Thursday, August 11, 2011

Taum Santoski II

'Aphorisms Towards a Poetics of Fantasy'

2. The events in Tolkien's mythos are located in a world related to but not identical with the present physical world. Nor is Middle-earth a mirror-image world reflecting back the common [>ordinary], but contains its own reality, its own flow of events, its own languages, customs and patterns of behavior, which impinge very efectively, but with a newness and nowness, upon our world.


--Taum Santoski, circa 1984

3 comments:

David Bratman said...

The first question I'd like to ask Taum is what does "related to but not identical with" mean? Is it different only in the sense that you can't step into the same river twice? Or does it mean that while the history of Arda purportedly belongs to the backstory of our world, it doesn't actually fit? Or was Taum one of those who believes it's a different, parallel world?

Ian & Anke Collier said...

I find David's comment interesting (I must admit that I'd read this one through a few times to make sense of it), but my understanding is that by 'related but not identical with' Taum is saying that Middle-earth springs from Tolkien's experience and knowledge of the primary world. So that it's not a copy or clone but a descendent in that it has similarities and differences.
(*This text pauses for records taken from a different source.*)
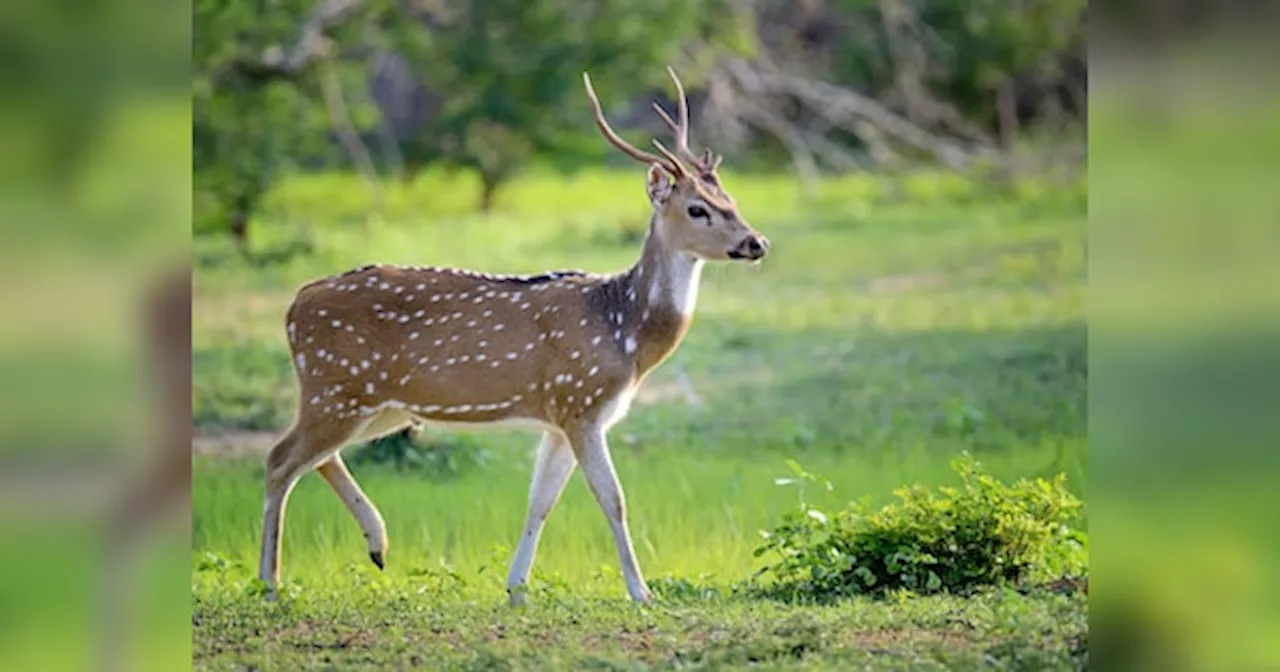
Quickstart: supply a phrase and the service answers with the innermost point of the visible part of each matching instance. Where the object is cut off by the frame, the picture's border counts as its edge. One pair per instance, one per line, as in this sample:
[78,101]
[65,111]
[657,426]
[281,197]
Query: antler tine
[630,150]
[682,109]
[668,154]
[675,128]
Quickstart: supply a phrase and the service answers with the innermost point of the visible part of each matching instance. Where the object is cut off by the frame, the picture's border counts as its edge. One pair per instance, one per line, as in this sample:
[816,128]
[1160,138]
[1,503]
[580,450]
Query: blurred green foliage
[984,533]
[497,85]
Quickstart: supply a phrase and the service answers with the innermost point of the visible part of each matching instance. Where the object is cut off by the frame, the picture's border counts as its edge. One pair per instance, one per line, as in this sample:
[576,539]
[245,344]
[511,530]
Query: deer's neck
[666,279]
[658,297]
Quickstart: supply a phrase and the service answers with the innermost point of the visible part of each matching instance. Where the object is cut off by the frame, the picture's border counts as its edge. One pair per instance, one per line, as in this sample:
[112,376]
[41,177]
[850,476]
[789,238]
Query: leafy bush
[955,539]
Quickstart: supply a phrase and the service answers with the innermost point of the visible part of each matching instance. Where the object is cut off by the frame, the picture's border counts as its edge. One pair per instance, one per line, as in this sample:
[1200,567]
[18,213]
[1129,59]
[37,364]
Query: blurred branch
[342,124]
[855,113]
[312,44]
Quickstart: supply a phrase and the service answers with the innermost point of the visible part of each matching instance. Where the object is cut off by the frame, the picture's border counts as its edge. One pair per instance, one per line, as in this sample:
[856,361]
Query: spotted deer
[383,347]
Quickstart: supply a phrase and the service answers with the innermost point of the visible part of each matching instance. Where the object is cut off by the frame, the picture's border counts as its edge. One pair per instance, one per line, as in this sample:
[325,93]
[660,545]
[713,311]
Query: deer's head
[695,214]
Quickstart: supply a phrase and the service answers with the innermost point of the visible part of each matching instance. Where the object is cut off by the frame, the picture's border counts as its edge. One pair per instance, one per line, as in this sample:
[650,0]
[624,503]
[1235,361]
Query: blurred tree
[254,104]
[508,73]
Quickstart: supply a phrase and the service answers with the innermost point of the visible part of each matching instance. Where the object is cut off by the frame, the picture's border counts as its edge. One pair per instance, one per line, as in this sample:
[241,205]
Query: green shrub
[954,539]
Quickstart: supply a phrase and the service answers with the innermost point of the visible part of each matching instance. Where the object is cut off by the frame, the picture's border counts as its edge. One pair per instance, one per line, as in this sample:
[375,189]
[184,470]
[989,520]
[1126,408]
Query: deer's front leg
[593,456]
[552,471]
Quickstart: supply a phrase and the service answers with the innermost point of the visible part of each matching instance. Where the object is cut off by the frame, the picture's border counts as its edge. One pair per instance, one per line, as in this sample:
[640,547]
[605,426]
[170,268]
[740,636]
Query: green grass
[895,324]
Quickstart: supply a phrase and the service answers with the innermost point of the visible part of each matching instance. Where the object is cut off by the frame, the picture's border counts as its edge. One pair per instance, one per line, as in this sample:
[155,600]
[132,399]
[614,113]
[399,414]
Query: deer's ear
[658,183]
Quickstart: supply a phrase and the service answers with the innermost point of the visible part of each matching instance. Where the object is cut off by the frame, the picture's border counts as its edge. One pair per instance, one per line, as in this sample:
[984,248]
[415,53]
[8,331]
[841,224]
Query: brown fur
[379,347]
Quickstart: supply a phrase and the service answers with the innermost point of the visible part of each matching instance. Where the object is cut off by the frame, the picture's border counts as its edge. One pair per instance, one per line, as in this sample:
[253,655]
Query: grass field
[897,323]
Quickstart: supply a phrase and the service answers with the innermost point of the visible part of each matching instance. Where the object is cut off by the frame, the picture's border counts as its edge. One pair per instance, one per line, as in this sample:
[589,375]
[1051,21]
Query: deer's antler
[672,161]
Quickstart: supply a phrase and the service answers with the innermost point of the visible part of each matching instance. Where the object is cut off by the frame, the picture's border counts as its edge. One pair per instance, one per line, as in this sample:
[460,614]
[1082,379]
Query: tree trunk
[240,228]
[489,183]
[1006,112]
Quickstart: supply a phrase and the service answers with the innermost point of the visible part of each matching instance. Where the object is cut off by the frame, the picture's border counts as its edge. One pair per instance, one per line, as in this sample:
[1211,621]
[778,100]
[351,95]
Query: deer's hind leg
[311,440]
[359,503]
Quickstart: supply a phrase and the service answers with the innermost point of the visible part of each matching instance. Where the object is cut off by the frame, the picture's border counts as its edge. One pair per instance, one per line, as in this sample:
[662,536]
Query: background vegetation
[917,167]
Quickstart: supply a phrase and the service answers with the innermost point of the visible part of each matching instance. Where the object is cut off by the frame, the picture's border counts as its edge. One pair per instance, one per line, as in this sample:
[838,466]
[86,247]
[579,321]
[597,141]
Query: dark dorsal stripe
[542,278]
If indeed that makes sense to anyone beyond me.

Ian Collier

Troels said...

It does make sense to me, but I think that there is more to it. That a Secondary World springs from the author's ‘experience and knowledge of the primary world’ is, I think, a general truth (possibly even a truism), but I think that Tolkien's world has an en stronger relation with the Primary World.

By placing the scene in our normal world, but in an imaginary historical period, Tolkien creates a situation where his world, in external fact, does derive from the Primary World (as does all sub-created secondary worlds), but where also our present world, in ‘internal’ fact, derives from Tolkien's Secondary World. This double relation is, I think, rather special to Tolkien's world.